The solubilities of metoprolol succinate (a cardioselective β1 adrenergic receptor) in methanol, ethanol, n-propanol, isopropanol, n-butanol, ethyl acetate, and acetone were measured at temperatures ranging from (278.2 to 318.2) K using a solid–liquid equilibrium method. The solubility of metoprolol succinate increases with increasing temperature. At a fixed temperature, the solubility decreases in the order methanol > ethanol > n-butanol > n-propanol > isopropanol > acetone > ethyl acetate. The enthalpy of fusion and the melting point of metoprolol succinate were determined by differential scanning calorimetry. The thermodynamic properties of the dissolution process, determined by a van’t Hoff analysis, have been obtained and are discussed.

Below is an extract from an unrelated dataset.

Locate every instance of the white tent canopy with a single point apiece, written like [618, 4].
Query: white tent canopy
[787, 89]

The modified Apelblat equation, Wilson model, and non-random two-liquid (NRTL) model were employed to correlate the solubilities of metoprolol succinate in different solvents. Finally, a quantitative structure–property relationship (QSPR) study of physical properties of solvents and density functional theory simulations of hydrogen-bonding structure were carried out to give the explanation for the sequence of solubility in alcohols. The density functional theory (DFT) calculations well illustrated that the solubility of metoprolol succinate in various alcohols can be mainly attributed to the intra- and intermolecular hydrogen bonds in metoprolol succinate-solvent complexes.